Тем не менее во второй половине пятидесятых годов Мария уже крепко уяснила себе, что уехать можно и ничего серьезного за это не будет. Ее останавливало даже не столько отсутствие паспорта, сколько то, что ей было совершенно не к кому ехать. Не было у нее никакой зацепки в родных краях.
К этому времени контингент ее товарок, некогда вместе с нею направленных Родиной вершить трудовые подвиги почти за бесплатно, уже сильно поредел. Жизнь постепенно, медленно, но менялась. И менялась она медленно, в том числе и оттого, что людям требовалось время, чтобы об этих переменах узнать, эти перемены осознать, поверить в них, а только затем ими воспользоваться, перешагнув не без труда через устоявшиеся воззрения и страхи. Это было тем более трудно, ибо заводское начальство всех рангов при каждом удобном случае твердило о том, что старый, так любимый ими порядок вскоре будет восстановлен и всем и вся снова будет руководить железная рука. Начальство мечтало о том, что снова можно будет подавать заявки не только на детали и материалы, а самое главное — на людей, которых сколько надо, столько и пришлют. И эти присланные будут счастливы уже лишь оттого, что рабочий день нормирован, что не придется голодать, как бывало, работая на сельскохозяйственном фронте. И что еще при этом будут платить какие-то деньги, на которые можно что-нибудь купить или, скажем, пойти в кино на полюбившиеся фильмы, например с участием Любови Орловой.
Существовавший и ранее, но надежно укоренившийся во время войны административный штамп «дай людей» сильно отдавал крепостничеством, но, как это ни парадоксально, крепко прижился в стране «победившего народо-властия». Серые колонны бессловесной рабочей силы стояли за этим штампом. Эти колонны Родина по своему усмотрению комплектовала, перемещала и использовала, заставляя работать, где силой, где обманом. С людьми начальство обращалось как с малыми детьми, щедро одаривая их затейливой смесью сладких обещаний и скрытых, а иногда и прямых угроз.
Маша просто обожала фильмы с участием Любови Орловой. Особенно нравились ей «Веселые ребята», «Цирк» и, конечно, «Светлый путь». Последний она и в зрелом возрасте не могла смотреть без слез. Пусть героиня фильма все связывала порвавшиеся нити, а Мария все натягивала на плоскости ароматный перкаль… Все одно: жизненный путь героини фильма был так похож на ее жизненный путь — путь от крестьянской девчонки до передовика производства. И главное, в кино все было так весело, что хотелось петь и смеяться вместе с Орловой. Правда, иногда почему-то хотелось и плакать… И она давала волю слезам. Благо в темном кинозале этого никто не видел, а может быть, другие тоже плакали, каждый о своем.
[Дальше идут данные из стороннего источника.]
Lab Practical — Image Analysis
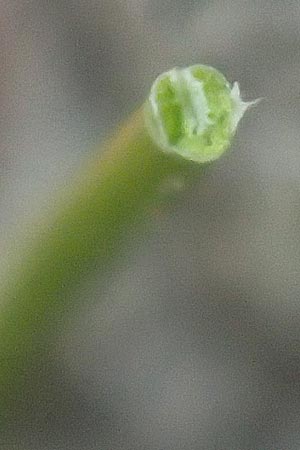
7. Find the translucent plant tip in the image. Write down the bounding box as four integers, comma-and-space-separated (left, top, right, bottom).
145, 65, 255, 163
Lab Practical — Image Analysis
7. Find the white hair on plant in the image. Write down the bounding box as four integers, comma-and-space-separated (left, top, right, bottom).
145, 65, 257, 163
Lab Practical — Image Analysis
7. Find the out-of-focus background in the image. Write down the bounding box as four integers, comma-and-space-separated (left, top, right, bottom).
0, 0, 300, 450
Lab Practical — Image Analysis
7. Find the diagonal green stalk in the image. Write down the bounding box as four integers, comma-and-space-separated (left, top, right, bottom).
0, 66, 254, 419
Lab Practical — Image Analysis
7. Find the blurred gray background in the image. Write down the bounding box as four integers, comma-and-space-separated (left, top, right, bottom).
0, 0, 300, 450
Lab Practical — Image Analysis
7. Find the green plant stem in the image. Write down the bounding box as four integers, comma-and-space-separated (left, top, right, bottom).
0, 107, 201, 417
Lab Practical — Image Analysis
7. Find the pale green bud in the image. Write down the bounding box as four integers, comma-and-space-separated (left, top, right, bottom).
145, 65, 256, 163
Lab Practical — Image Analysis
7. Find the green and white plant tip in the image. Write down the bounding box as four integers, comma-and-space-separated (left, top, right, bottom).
0, 65, 253, 418
145, 64, 255, 163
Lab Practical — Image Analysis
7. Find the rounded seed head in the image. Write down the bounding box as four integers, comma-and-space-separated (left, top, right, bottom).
145, 64, 255, 163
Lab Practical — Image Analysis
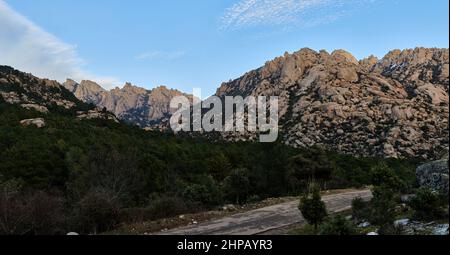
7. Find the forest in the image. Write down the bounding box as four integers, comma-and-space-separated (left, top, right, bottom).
0, 97, 420, 235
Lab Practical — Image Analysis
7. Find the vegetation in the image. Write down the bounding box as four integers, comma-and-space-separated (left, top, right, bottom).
319, 215, 358, 236
409, 188, 448, 220
298, 184, 328, 230
0, 101, 416, 234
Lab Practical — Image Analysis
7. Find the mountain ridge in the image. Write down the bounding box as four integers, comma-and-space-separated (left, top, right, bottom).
216, 48, 449, 159
63, 79, 190, 125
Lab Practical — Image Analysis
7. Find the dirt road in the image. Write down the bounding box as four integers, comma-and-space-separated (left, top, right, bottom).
160, 190, 372, 235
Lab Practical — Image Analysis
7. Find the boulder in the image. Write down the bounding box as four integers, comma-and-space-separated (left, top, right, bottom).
20, 118, 45, 128
416, 158, 449, 196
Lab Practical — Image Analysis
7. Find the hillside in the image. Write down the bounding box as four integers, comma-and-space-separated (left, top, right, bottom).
216, 48, 449, 159
0, 67, 417, 234
63, 79, 189, 128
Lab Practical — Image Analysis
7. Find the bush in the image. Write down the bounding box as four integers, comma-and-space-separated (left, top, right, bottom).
72, 191, 120, 234
352, 197, 370, 222
183, 177, 222, 206
144, 195, 192, 220
369, 186, 396, 234
319, 215, 357, 235
298, 185, 327, 229
409, 188, 445, 220
0, 183, 64, 235
223, 169, 250, 204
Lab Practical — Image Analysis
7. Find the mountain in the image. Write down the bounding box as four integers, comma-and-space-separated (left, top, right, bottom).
63, 79, 190, 127
216, 48, 449, 159
0, 66, 118, 122
0, 66, 82, 112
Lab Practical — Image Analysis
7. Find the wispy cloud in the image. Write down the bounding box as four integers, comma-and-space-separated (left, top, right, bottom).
0, 0, 121, 88
135, 51, 185, 60
220, 0, 376, 30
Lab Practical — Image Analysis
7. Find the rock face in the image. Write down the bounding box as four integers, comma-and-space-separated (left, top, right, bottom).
20, 118, 45, 128
216, 48, 449, 159
63, 79, 189, 127
77, 109, 119, 123
0, 66, 80, 109
0, 66, 119, 123
416, 157, 449, 196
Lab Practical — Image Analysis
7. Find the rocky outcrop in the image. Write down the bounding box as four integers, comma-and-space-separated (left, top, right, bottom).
63, 79, 189, 127
216, 48, 449, 159
416, 153, 449, 196
77, 109, 119, 123
20, 118, 45, 128
0, 66, 81, 109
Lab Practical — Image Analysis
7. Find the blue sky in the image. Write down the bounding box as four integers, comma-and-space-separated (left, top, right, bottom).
0, 0, 449, 96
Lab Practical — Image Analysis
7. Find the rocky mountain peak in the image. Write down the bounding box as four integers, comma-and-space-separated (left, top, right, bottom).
64, 81, 186, 127
216, 48, 449, 159
331, 49, 359, 65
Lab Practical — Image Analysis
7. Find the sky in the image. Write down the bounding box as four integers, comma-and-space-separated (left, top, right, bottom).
0, 0, 449, 96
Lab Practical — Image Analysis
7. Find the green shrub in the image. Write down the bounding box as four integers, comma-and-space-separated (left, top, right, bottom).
223, 168, 250, 204
319, 215, 357, 235
352, 197, 370, 222
183, 177, 222, 206
298, 185, 328, 229
72, 190, 120, 234
369, 186, 396, 234
408, 188, 445, 220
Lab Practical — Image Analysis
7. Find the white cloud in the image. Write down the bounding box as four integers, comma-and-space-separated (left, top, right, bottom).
135, 51, 185, 60
0, 0, 122, 88
220, 0, 376, 30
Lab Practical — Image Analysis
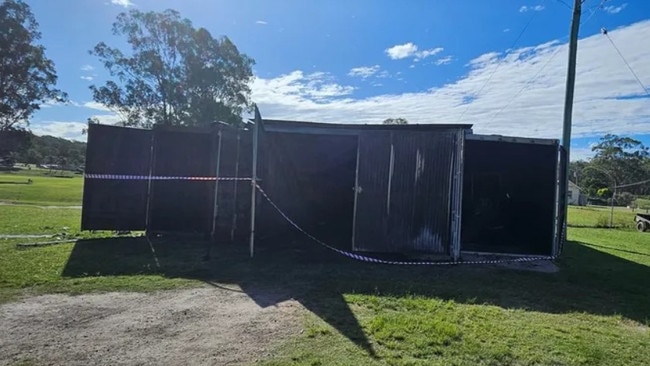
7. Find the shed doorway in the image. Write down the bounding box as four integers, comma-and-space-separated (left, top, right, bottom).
258, 132, 358, 246
461, 136, 558, 255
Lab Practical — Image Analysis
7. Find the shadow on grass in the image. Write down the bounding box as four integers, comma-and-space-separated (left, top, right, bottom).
63, 233, 650, 356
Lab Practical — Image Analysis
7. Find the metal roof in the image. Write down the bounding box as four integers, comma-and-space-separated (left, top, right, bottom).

Итак, решение оставить родной завод у Маши определенно созрело. Конечно, было бы лучше осуществить его, имея паспорт в кармане. Паспорт можно было бы легко получить, если заявить, что она выходит замуж. Такое заявление работниц просто обезоруживало заводское начальство и считалось уважительной причиной для того, чтобы отдать документ на руки. Кто-то действительно выходил замуж. Кто-то, вступая в конфликт с уголовным кодексом, заключал фиктивный брак. Каждая решала наболевший вопрос по-своему. Но Мария ни тем ни другим способом решить проблему не могла. Замуж она не вышла, потому что не послал ей Бог достойного жениха. А вступать в фиктивный брак не позволяла христианская совесть.
Да, дорогой читатель! Как это ни покажется удивительным, но Мария была с детства верующей, и долгие годы промывания мозгов результата не возымели. Конечно, у нее хватило ума в обществе воинствующего атеизма свою веру не афишировать, а верить, так сказать, тайно. И, тем не менее, с Божьей помощью ей жить было не в пример легче, чем тем, кто пытался ублажить свою душу с помощью зеленого змия. До того, как в двенадцатилетнем возрасте ее разлучили с семьей, она уже знала десятка полтора молитв и помнила их до сих пор. А главное — она верила… Она была уверена в том, что ее судьба в руках Всевышнего и что все будет так, как Он решит. И разве не Божий промысел явил себя в том, что при случайном разговоре от командированного из Борисоглебска, уездного города, относящегося ранее к ее родной Тамбовской губернии, она узнала, что живет в этом городе женщина, в девичестве носившая одну с нею фамилию, и что работает она медсестрой в железнодорожной больнице?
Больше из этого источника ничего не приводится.